Die Kläger haben auch keinen Anspruch auf die Erteilung einer Aufenthaltserlaubnis nach § 25b AufenthG. Unstreitig erfüllen die Kläger nicht die Voraussetzung des § 25b Abs. 1 Satz 2 Nr. 2 AufenthG. Ihrem Vortrag, dass § 25b Abs. 3 auf die genannte Nummer 2 entsprechend anzuwenden sei, vermag das Gericht nicht zu folgen. Aus der Gegenäußerung der Bundesregierung (Bundestagsdrucksache 18/4199) zur Stellungnahme des Bundesrates zum Gesetzentwurf des Bundesregierung ergibt sich, dass die Bundesregierung einen Vorschlag des Bundesrates auch die Nummer 2 in § 25b Abs. 3 aufzunehmen, nicht für erforderlich hielt. Begründet wurde dies damit, dass es sich ohnehin nur um ein Regelbeispiel handele, sodass in atypischen Fällen auch auf dieses Erfordernis verzichtet werden könne, wenn dennoch eine nachhaltige Integration in die Lebensverhältnisse der Bundesrepublik Deutschland gegeben sei. Es fehlt also an einer planwidrigen Regelungslücke, die durch eine entsprechende Anwendung einer Norm, hier des § 25b Abs. 3 AufenthG, zu schließen wäre. Die Problematik ist Gegenstand des Gesetzgebungsverfahrens gewesen und als auf andere Weise als durch Aufnahme der Nummer 2 in § 25b Abs. 3 AufenthG zu lösen angesehen worden. Hielt der Gesetzgeber jedoch ausdrücklich eine Anwendung von § 25b Abs. 3 auf § 25 b Abs. 1 S. 2 Nr. 2 AufenthG für nicht erforderlich, verbietet sich eine analoge Anwendung der Norm. Einer entsprechenden Anwendung des § 25b Abs. 3 auf § 25b Abs. 1 Satz 2 Nr. 2 AufenthG bedarf es nach den obigen Ausführungen deshalb nicht, da es sich bei den Nummern 1 bis 4 um Regelbeispiele handelt. Wenn die Kläger also die Voraussetzungen der Nummer 2 nicht erfüllen, führt dies nicht zwingend zu der Annahme, dass sie sich nicht nachhaltig in die Lebensverhältnis der Bundesrepublik Deutschland integriert hätten. Vielmehr kann dies auch durch andere Integrationsleistungen nachgewiesen werden. Daran fehlt es allerdings vorliegend. Weder aus dem umfangreichen Verwaltungsvorgang noch aus dem Vortrag im gerichtlichen Verfahren lassen sich Tatsachen entnehmen, die für eine Integration der Kläger in die Lebensverhältnisse der Bundespolitik Deutschland sprechen. Allein der nunmehr 16 Jahre andauernde Aufenthalt in Deutschland reicht dafür nicht aus.

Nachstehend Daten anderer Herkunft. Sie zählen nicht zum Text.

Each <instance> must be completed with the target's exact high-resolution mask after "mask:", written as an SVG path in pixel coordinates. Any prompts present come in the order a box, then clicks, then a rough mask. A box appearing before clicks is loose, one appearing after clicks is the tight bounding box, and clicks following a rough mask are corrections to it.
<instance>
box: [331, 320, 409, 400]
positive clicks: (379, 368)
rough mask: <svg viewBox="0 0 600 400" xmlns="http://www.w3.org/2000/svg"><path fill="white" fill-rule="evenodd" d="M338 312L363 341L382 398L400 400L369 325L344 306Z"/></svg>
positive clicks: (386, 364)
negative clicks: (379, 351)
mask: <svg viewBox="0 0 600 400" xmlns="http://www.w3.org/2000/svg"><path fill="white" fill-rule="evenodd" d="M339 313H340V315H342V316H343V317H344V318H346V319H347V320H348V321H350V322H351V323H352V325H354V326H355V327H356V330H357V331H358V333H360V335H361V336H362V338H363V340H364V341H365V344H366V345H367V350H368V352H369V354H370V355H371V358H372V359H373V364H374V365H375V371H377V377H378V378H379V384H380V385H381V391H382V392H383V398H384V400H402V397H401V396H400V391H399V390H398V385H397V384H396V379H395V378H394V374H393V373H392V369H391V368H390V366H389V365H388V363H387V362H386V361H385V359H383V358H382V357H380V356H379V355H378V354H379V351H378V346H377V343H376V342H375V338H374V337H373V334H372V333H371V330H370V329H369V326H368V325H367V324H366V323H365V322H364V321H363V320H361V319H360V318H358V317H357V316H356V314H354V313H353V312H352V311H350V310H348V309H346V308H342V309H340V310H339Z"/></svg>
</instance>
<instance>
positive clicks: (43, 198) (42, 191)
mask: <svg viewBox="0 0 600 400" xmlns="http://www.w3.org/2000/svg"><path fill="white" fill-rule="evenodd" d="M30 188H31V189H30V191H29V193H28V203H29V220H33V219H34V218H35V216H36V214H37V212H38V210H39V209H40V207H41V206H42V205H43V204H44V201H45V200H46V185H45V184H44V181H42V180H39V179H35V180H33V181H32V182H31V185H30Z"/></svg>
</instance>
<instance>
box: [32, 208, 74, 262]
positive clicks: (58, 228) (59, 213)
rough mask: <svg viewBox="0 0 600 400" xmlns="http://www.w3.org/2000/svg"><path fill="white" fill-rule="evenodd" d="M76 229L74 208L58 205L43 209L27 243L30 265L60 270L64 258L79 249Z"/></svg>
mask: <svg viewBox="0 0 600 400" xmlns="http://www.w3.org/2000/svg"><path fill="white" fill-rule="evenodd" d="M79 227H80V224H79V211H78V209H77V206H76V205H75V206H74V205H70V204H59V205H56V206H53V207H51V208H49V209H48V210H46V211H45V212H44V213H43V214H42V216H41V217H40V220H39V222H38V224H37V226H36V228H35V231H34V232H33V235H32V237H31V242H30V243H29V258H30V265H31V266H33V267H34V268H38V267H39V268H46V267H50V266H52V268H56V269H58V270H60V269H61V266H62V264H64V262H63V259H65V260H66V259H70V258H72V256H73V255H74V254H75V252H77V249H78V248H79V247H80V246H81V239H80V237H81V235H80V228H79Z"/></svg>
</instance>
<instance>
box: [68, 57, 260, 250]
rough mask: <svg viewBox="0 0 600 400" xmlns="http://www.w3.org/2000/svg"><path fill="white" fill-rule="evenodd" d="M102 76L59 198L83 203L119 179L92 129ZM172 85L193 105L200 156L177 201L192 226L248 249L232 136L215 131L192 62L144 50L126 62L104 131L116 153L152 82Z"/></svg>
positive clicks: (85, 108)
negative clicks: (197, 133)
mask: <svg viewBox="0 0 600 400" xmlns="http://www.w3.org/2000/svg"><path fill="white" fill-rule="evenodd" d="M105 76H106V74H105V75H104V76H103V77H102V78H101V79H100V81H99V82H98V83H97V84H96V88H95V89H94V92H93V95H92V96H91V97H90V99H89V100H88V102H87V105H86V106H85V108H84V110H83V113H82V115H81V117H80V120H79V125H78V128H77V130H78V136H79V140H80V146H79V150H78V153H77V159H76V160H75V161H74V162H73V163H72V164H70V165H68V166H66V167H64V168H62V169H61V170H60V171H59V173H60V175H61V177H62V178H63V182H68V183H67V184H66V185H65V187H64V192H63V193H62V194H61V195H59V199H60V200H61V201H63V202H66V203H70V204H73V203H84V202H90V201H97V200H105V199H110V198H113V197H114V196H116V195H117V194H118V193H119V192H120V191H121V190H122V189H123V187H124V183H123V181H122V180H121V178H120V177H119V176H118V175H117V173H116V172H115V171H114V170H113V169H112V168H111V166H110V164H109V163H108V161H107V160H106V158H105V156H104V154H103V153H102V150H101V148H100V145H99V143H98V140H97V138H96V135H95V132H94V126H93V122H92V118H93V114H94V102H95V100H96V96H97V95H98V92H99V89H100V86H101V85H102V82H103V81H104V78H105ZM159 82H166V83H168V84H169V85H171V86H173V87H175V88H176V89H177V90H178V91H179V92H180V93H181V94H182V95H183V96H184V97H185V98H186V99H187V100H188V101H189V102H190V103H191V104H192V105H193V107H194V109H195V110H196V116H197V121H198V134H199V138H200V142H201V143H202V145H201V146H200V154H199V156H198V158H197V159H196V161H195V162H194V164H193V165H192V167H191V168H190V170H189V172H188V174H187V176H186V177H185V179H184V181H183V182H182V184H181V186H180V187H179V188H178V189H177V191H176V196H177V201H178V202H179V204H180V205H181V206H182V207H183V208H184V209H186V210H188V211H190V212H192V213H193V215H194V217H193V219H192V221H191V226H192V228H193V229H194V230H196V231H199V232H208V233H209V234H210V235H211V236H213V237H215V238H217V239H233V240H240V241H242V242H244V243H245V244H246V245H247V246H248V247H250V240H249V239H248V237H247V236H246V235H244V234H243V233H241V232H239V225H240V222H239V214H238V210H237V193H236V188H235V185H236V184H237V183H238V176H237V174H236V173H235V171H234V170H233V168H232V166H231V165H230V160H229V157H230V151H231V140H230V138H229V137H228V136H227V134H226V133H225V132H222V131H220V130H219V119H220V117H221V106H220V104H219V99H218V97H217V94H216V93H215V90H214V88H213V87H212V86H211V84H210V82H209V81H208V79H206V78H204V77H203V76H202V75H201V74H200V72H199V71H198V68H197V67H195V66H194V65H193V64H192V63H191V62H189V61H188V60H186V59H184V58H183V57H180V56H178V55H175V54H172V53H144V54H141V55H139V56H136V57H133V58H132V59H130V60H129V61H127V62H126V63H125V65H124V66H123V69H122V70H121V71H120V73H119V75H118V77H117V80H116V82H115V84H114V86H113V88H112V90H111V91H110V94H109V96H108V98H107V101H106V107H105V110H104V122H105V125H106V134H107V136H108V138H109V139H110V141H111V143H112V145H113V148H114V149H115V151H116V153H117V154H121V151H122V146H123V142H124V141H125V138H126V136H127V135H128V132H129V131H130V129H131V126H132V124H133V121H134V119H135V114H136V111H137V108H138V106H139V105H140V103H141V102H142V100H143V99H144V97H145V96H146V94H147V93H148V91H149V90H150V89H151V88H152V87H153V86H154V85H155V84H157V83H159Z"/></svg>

Die Kostenentscheidung folgt aus § 154 Abs. 1 VwGO.

Die Entscheidung über die vorläufige Vollstreckbarkeit ergibt sich aus §§ 167 Abs. 1 VwGO, 708 Nr. 11, 711 ZPO.

Die Berufung ist gemäß § 124a Abs. 1 Satz 1 i.V.m. § 124 Abs. 2 Nr. 3 VwGO zuzulassen, da die Frage, ob § 25b Abs. 3 auch entsprechend auf § 25b Abs. 1 Satz 2 Nr. 2 AufenthG Anwendung finden kann, grundsätzliche Bedeutung hat und bisher nicht entschieden ist.